The pipeline consists of three main stages:

1.  **Stage 0: Preparations:** Initializes constants, directory paths, and sets up the Google Gemini API client and configuration for subsequent tasks (Markdown conversion and summarization). Includes helper functions for uploading files to Gemini and waiting for them to become active.
2.  **Stage 1: Partition the book by its chapters and digits:** Uses the `pymupdf` library to open the main PDF book and partition it into smaller PDF files. Each partition corresponds to a specific chapter or "digit" section of the book, based on predefined page ranges. This step is crucial for breaking down the large document into manageable chunks relevant to specific topics (digits).
3.  **Stage 2: Convert PDF partitions to Markdown files:** Iterates through the partitioned PDF files. For each PDF, it uploads the file to the Google Gemini API, prompts the model to convert the PDF content into Markdown format using a specialized configuration (`md_content_config`), and saves the resulting Markdown text to a new file. This converts the content into a more easily parsable text format.
4.  **Stage 3: Summarization:** Processes the generated Markdown files. It combines the "initial" section of a chapter with the specific "digit" section's content. This combined text is then sent to the Google Gemini API with a summarization configuration (`summ_content_config`) designed to create a Turkish bulleted list summary of the key concepts related to that digit. The resulting summary is saved to a new Markdown file.

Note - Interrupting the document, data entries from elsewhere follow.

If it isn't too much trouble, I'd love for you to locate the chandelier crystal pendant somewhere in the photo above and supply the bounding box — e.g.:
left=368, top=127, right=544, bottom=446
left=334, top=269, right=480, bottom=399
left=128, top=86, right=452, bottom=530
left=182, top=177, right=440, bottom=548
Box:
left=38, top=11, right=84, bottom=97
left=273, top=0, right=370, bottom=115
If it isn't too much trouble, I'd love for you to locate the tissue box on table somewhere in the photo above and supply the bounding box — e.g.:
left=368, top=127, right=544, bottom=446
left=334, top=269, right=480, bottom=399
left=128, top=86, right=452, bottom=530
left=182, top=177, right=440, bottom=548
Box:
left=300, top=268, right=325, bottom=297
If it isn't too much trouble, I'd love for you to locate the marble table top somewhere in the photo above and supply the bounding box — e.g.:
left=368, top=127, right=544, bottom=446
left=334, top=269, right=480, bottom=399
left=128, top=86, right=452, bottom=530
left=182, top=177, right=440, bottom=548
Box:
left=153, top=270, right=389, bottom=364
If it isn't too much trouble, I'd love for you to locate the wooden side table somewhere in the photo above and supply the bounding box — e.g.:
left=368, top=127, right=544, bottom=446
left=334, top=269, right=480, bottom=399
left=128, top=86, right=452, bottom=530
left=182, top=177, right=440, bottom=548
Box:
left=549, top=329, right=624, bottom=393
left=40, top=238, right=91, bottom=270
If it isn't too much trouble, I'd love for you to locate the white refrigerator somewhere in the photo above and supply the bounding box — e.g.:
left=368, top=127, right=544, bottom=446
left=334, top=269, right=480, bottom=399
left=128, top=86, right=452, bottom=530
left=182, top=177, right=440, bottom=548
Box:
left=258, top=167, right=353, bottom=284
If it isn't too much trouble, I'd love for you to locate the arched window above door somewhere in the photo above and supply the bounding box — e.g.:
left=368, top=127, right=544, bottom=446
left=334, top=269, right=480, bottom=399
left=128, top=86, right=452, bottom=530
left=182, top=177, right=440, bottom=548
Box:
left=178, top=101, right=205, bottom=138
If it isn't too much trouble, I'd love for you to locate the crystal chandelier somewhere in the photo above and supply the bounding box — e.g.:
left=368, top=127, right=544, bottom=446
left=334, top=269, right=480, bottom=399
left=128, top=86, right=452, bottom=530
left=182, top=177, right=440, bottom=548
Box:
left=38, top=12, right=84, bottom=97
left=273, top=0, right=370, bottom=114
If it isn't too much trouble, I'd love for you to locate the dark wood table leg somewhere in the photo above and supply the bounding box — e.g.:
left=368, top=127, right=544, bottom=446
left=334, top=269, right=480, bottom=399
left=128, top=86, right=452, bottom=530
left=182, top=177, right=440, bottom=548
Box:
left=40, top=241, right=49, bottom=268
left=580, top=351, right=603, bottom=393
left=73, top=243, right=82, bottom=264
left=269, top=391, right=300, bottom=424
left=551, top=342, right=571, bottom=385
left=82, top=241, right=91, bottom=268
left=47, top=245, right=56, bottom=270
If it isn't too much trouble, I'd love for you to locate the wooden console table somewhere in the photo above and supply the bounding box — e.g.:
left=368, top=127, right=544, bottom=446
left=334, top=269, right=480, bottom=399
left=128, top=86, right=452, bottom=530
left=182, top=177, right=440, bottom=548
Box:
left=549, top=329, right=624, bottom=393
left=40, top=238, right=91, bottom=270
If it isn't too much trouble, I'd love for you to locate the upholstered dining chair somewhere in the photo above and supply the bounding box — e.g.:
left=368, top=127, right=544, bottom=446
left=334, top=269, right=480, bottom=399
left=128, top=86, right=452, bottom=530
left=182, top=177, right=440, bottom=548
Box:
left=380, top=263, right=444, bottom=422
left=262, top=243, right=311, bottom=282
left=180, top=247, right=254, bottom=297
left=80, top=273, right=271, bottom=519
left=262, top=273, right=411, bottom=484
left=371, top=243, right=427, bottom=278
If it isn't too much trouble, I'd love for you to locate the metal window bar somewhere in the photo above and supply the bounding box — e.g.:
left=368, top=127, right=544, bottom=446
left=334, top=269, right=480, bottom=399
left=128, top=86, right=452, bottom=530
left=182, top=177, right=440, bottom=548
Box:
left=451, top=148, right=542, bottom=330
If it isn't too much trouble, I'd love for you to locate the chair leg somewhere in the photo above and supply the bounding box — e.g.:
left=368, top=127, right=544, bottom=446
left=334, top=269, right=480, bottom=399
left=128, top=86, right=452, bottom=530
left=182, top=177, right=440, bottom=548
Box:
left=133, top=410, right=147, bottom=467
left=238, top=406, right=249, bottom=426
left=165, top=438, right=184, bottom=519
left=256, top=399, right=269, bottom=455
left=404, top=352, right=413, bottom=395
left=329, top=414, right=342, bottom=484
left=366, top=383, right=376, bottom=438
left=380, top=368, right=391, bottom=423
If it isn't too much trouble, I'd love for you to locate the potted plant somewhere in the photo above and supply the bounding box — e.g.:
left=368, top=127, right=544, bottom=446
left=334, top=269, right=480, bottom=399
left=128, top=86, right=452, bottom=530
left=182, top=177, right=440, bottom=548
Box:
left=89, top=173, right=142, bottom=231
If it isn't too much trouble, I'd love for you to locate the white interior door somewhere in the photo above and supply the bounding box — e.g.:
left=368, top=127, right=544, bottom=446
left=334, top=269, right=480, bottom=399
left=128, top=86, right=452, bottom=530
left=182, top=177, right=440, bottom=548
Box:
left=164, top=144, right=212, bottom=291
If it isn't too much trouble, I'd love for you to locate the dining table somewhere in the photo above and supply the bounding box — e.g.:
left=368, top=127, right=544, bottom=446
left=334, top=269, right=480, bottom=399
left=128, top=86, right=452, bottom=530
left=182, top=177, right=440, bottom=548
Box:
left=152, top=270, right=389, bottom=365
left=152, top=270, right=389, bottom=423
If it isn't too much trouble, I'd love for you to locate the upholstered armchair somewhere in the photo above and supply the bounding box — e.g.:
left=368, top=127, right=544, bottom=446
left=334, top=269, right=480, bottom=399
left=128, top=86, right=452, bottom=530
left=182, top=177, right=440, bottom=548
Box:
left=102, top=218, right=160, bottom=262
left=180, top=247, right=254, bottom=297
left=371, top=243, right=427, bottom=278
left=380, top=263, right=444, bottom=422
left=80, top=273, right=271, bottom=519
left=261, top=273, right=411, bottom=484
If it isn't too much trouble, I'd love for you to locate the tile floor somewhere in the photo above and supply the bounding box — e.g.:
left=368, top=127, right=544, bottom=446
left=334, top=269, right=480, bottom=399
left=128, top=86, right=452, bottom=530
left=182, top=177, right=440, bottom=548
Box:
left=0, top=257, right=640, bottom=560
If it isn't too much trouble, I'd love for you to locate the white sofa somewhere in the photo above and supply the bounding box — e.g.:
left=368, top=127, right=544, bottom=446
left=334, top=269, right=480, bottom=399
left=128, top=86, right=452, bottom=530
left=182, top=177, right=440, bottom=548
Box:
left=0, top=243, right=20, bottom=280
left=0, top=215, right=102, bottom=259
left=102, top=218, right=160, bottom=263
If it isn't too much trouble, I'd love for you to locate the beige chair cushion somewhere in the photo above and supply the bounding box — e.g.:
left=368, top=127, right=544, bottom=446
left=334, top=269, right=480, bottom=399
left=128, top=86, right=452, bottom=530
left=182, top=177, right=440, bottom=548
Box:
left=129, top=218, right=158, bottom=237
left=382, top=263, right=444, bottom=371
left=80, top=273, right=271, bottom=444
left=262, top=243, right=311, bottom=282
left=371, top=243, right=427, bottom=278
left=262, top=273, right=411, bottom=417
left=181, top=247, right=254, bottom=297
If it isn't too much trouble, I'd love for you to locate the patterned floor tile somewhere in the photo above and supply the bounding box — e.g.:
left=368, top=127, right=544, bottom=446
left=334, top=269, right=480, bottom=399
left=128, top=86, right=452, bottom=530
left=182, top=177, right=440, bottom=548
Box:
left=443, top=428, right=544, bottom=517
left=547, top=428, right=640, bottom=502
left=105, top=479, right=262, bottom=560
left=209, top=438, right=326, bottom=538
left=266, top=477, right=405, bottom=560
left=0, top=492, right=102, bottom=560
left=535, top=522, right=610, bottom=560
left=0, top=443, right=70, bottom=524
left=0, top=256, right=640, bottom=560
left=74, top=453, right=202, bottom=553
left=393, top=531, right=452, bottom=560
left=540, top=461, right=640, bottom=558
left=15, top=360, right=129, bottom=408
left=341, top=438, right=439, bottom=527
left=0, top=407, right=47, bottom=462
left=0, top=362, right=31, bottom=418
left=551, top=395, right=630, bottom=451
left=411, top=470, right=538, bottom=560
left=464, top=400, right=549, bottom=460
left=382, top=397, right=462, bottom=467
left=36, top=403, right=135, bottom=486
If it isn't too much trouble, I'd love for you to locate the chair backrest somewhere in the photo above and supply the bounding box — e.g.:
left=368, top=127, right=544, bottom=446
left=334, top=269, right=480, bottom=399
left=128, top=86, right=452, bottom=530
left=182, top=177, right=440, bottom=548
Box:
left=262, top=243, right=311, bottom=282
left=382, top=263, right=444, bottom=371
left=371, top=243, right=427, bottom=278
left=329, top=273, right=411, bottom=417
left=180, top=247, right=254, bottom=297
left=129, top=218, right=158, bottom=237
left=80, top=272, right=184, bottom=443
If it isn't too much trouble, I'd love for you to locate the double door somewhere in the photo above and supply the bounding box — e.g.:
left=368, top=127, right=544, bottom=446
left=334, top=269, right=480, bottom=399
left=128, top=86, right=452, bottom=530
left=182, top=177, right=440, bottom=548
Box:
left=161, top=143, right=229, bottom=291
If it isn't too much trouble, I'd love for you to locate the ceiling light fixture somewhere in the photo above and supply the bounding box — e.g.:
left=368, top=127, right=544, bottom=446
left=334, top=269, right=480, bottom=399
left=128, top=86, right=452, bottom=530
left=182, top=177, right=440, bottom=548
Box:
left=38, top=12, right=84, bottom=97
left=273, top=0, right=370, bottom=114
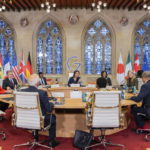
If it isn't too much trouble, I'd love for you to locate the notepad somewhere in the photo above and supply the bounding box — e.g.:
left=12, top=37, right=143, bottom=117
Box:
left=51, top=84, right=59, bottom=88
left=70, top=91, right=82, bottom=98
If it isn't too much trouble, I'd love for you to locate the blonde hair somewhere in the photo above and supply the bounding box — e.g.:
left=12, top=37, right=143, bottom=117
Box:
left=28, top=74, right=40, bottom=86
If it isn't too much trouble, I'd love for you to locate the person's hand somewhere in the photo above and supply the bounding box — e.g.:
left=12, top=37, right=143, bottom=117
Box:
left=6, top=86, right=11, bottom=90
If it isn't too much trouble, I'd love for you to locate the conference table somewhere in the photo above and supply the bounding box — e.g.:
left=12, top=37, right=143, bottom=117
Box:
left=0, top=88, right=137, bottom=137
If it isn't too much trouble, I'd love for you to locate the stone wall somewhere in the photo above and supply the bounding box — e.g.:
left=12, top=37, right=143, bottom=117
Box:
left=0, top=9, right=148, bottom=84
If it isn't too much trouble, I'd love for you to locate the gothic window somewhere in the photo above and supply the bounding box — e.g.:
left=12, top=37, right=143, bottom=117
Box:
left=134, top=19, right=150, bottom=68
left=36, top=20, right=63, bottom=74
left=84, top=19, right=112, bottom=74
left=0, top=19, right=16, bottom=69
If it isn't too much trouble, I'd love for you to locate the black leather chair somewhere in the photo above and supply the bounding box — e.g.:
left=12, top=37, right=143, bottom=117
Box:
left=136, top=114, right=150, bottom=142
left=0, top=110, right=6, bottom=140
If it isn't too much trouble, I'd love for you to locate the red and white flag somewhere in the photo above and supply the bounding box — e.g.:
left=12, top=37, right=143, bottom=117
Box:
left=134, top=52, right=140, bottom=72
left=117, top=53, right=125, bottom=85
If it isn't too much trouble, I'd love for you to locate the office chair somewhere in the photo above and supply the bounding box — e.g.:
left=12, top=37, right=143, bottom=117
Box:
left=0, top=110, right=6, bottom=140
left=136, top=114, right=150, bottom=142
left=85, top=91, right=125, bottom=150
left=12, top=92, right=52, bottom=150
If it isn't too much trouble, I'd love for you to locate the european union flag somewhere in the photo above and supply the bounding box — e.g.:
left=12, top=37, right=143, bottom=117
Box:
left=143, top=53, right=149, bottom=71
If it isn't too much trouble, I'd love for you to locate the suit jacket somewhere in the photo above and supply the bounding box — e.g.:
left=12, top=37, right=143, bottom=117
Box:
left=2, top=78, right=18, bottom=90
left=68, top=77, right=80, bottom=86
left=131, top=80, right=150, bottom=116
left=40, top=77, right=47, bottom=85
left=22, top=86, right=54, bottom=116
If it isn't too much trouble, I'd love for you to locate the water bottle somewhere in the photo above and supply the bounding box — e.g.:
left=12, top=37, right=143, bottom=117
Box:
left=82, top=92, right=86, bottom=102
left=121, top=90, right=124, bottom=99
left=56, top=78, right=59, bottom=84
left=133, top=86, right=136, bottom=94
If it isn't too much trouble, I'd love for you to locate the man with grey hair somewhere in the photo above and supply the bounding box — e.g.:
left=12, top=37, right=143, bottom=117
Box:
left=131, top=71, right=150, bottom=129
left=22, top=74, right=59, bottom=147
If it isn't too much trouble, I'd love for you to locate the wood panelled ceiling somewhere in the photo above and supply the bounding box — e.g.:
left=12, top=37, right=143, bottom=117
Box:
left=0, top=0, right=150, bottom=11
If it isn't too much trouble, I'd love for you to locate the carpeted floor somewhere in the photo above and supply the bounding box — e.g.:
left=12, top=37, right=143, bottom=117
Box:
left=0, top=120, right=150, bottom=150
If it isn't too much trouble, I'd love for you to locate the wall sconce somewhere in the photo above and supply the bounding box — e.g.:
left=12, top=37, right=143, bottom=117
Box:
left=41, top=0, right=56, bottom=13
left=92, top=0, right=107, bottom=13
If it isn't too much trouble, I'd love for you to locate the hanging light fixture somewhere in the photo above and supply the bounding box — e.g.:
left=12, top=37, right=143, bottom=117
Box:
left=91, top=0, right=107, bottom=13
left=0, top=0, right=13, bottom=12
left=41, top=0, right=56, bottom=13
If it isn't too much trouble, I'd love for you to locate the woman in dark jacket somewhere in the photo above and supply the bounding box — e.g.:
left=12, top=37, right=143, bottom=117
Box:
left=68, top=70, right=81, bottom=86
left=101, top=71, right=112, bottom=86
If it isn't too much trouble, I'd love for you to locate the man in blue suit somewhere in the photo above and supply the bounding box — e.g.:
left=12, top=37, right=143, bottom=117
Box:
left=131, top=71, right=150, bottom=129
left=22, top=74, right=59, bottom=147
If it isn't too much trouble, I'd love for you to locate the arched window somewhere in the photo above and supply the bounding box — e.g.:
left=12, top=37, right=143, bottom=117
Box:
left=0, top=18, right=16, bottom=69
left=84, top=19, right=112, bottom=74
left=37, top=20, right=63, bottom=74
left=134, top=19, right=150, bottom=68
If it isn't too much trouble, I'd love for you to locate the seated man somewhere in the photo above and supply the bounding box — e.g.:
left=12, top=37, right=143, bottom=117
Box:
left=0, top=86, right=12, bottom=111
left=96, top=77, right=107, bottom=89
left=130, top=71, right=150, bottom=129
left=39, top=72, right=47, bottom=85
left=2, top=71, right=17, bottom=90
left=22, top=74, right=59, bottom=147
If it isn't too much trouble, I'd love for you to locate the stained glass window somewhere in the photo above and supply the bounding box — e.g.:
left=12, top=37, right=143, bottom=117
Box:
left=37, top=20, right=63, bottom=74
left=84, top=19, right=112, bottom=74
left=0, top=18, right=16, bottom=69
left=134, top=19, right=150, bottom=69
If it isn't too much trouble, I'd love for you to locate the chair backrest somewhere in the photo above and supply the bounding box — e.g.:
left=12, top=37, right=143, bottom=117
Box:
left=14, top=92, right=44, bottom=130
left=51, top=92, right=65, bottom=98
left=92, top=91, right=121, bottom=128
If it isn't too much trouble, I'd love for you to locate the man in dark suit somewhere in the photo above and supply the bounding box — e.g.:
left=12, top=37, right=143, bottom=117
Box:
left=39, top=72, right=47, bottom=85
left=22, top=74, right=59, bottom=147
left=2, top=71, right=18, bottom=90
left=131, top=71, right=150, bottom=129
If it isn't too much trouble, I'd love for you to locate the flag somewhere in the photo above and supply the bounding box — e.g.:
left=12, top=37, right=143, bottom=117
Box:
left=143, top=53, right=149, bottom=71
left=117, top=53, right=125, bottom=85
left=26, top=52, right=32, bottom=79
left=4, top=52, right=10, bottom=77
left=134, top=53, right=140, bottom=72
left=0, top=53, right=4, bottom=79
left=19, top=52, right=27, bottom=84
left=125, top=52, right=132, bottom=79
left=12, top=53, right=19, bottom=83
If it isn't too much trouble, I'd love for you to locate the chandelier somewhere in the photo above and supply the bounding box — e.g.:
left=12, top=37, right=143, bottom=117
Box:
left=0, top=0, right=12, bottom=12
left=41, top=0, right=56, bottom=13
left=92, top=0, right=107, bottom=13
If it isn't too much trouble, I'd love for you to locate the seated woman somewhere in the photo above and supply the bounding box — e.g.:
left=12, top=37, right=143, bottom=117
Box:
left=127, top=70, right=138, bottom=90
left=96, top=77, right=107, bottom=89
left=68, top=70, right=81, bottom=86
left=101, top=71, right=112, bottom=86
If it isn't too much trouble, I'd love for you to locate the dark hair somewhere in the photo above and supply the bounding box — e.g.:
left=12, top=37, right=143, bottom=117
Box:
left=39, top=72, right=43, bottom=75
left=96, top=77, right=107, bottom=88
left=101, top=71, right=107, bottom=78
left=137, top=70, right=143, bottom=78
left=6, top=70, right=12, bottom=75
left=73, top=70, right=80, bottom=77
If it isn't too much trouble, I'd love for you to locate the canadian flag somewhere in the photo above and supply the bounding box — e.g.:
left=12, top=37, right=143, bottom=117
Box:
left=117, top=53, right=125, bottom=85
left=134, top=53, right=140, bottom=72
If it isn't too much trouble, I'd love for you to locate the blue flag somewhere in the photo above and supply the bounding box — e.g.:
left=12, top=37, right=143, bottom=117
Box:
left=4, top=52, right=10, bottom=77
left=143, top=53, right=149, bottom=71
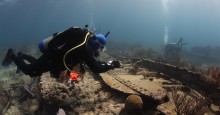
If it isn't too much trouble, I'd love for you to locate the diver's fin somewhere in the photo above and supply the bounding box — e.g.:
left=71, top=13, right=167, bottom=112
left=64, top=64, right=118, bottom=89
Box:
left=2, top=49, right=14, bottom=66
left=16, top=67, right=21, bottom=73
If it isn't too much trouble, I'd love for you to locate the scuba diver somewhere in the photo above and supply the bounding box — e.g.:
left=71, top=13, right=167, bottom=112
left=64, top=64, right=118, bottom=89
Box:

The overall process aims to transform the structured information within the PDF book into summarized, text-based content, organized by the book's internal structure (chapters/digits), making it suitable for downstream applications like knowledge bases or further LLM processing.

In [None]:
import os
import time

from typing import TYPE_CHECKING

import pymupdf
from google import genai
from google.genai import types

if TYPE_CHECKING:
    from io import IOBase
    from os import PathLike
    from pathlib import Path

## Stage 0: Preparations

This initial stage involves setting up the necessary environment and resources for the data processing pipeline. It includes defining constants for directory paths and file names, establishing the connection to the Google Gemini API using an API key from environment variables, and implementing helper functions for managing file uploads to Gemini and monitoring their processing status. Additionally, specific configurations for the Gemini model are defined for the Markdown conversion and summarization tasks, including system instructions, temperature settings, response format, and safety settings.

In [None]:
# Constants
DIR_TR = "./tr"
PDF_TR = f"{DIR_TR}/PDFs"
MD_TR = f"{DIR_TR}/MDs"
SUMM_TR = f"{DIR_TR}/Summarizations"
BOOK = "./forbes_2002.pdf"

TIMEOUT_IN_SECONDS = 15

In [None]:
# Initialize Gemini API client using environment variable
client = genai.Client(api_key=os.environ["GEMINI_API_KEY"])

In [None]:
def upload_to_gemini(file_path: "str | Path | PathLike[str] | IOBase", mime_type: str | None = None) -> types.File:
    """Upload a file to the Google Gemini API for processing.

    This function takes a file path or file-like object and uploads it to the Gemini API.
    The file can be used as input for various Gemini model tasks like content generation
    or analysis.

    Args:
        file_path: Path to the file or a file-like object to upload. Can be:
            - A string path
            - A pathlib.Path object
            - A PathLike object
            - An IOBase object (file handle)
        mime_type: Optional MIME type of the file. If None, Gemini will attempt to
            detect the type automatically.

    Returns:
        types.File: A Gemini File object representing the uploaded file.
            Contains metadata like uri, name, and display_name.

    Raises:
        UploadError: If the file upload fails
        ValueError: If the file path is invalid or file cannot be read
        TypeError: If the mime_type is invalid

    Example:
        >>> file = upload_to_gemini("document.pdf", mime_type="application/pdf")
        >>> print(f"Uploaded {file.display_name} as {file.uri}")

    See Also:
        - https://ai.google.dev/gemini-api/docs/prompting_with_media
    """
    file = client.files.upload(file=file_path, config=types.UploadFileConfig(mime_type=mime_type))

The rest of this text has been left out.